12 Ze zeiden hem: We zijn afgekomen, om u te binden en aan de Filistijnen uit te leveren. Samson hernam: Zweert me, dat ge me niet zelf zult neerslaan.
Ils lui dirent: Nous sommes descendus pour te lier, afin de te livrer entre les mains des Philistins. Samson leur dit: Jurez-moi que vous ne me tuerez pas.
13 Ze zeiden hem: Neen, we willen u alleen maar binden en aan hen uitleveren; doden zullen we u zeker niet. En ze bonden hem met twee nieuwe koorden, en brachten hem uit de rots naar boven.
Ils lui répondirent: Non; nous voulons seulement te lier et te livrer entre leurs mains, mais nous ne te ferons pas mourir.
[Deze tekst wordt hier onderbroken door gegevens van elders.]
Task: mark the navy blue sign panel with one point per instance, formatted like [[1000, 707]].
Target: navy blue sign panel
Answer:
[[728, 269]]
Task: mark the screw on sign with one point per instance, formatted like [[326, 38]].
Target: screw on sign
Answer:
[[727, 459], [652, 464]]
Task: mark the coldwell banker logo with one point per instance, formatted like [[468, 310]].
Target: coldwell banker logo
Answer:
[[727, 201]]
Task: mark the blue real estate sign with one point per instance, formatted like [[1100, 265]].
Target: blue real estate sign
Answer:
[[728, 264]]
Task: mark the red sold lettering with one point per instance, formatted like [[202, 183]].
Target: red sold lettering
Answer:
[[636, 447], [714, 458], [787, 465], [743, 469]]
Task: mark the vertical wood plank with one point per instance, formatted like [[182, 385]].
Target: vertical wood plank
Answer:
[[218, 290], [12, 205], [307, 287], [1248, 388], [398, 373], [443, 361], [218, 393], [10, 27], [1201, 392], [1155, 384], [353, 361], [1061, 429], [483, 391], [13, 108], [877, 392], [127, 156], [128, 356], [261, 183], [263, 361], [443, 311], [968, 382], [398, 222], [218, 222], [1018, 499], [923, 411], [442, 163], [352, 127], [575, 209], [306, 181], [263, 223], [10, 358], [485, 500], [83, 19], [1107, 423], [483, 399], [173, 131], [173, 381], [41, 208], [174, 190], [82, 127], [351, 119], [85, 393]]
Et ils le lièrent avec deux cordes neuves, et le firent sortir du rocher.
14 Zodra hij bij Léchi kwam, en de Filistijnen hem onder gejuich tegemoet liepen, greep de geest van Jahweh hem aan; de koorden om zijn armen werden als vlasdraad, dat door het vuur is verzengd, en zijn strikken gleden hem van de handen.
Lorsqu’il arriva à Léchi, les Philistins poussèrent des cris à sa rencontre. Alors l’esprit de l’Éternel le saisit. Les cordes qu’il avait aux bras devinrent comme du lin brûlé par le feu, et ses liens tombèrent de ses mains.
15 Hij zag een nog gaaf kinnebak van een ezel liggen: hij strekte zijn hand uit, raapte het op, en sloeg er duizend man mee neer.
Il trouva une mâchoire d’âne fraîche, il étendit sa main pour la prendre, et il en tua mille hommes.
16 En Samson sprak: Met een ezelskinnebak heb ik ze afgeranseld, Met een ezelskinnebak heb ik duizend mannen verslagen!
Et Samson dit: Avec une mâchoire d’âne, un monceau, deux monceaux; Avec une mâchoire d’âne, j’ai tué mille hommes.
17 En toen hij uitgesproken had, wierp hij het kinnebak weg, en noemde de plaats Ramat-Léchi.
Quand il eut achevé de parler, il jeta de sa main la mâchoire. Et l’on appela ce lieu Ramath-Léchi.
18 Daar hij nu hevige dorst had gekregen, riep hij Jahweh aan: Gij hebt door de hand van uw dienaar deze grote overwinning geschonken! Moet ik nu sterven van dorst, en toch nog in de handen van die onbesnedenen vallen?
Pressé par la soif, il invoqua l’Éternel, et dit: C’est toi qui as permis par la main de ton serviteur cette grande délivrance; et maintenant mourrais-je de soif, et tomberais-je entre les mains des incirconcis?
19 Toen kliefde God de rotsspleet van Léchi, en er kwam water uit; hij dronk ervan, zijn krachten keerden terug, en hij leefde weer op. Daarom heet die bron En-Hakkore; ze bevindt zich ook nu nog in Léchi.
Dieu fendit la cavité du rocher qui est à Léchi, et il en sortit de l’eau. Samson but, son esprit se ranima, et il reprit vie. C’est de là qu’on a appelé cette source En-Hakkoré; elle existe encore aujourd’hui à Léchi.
20 Zo was hij ten tijde der Filistijnen gedurende twintig jaar rechter over Israël.
Samson fut juge en Israël, au temps des Philistins, pendant vingt ans.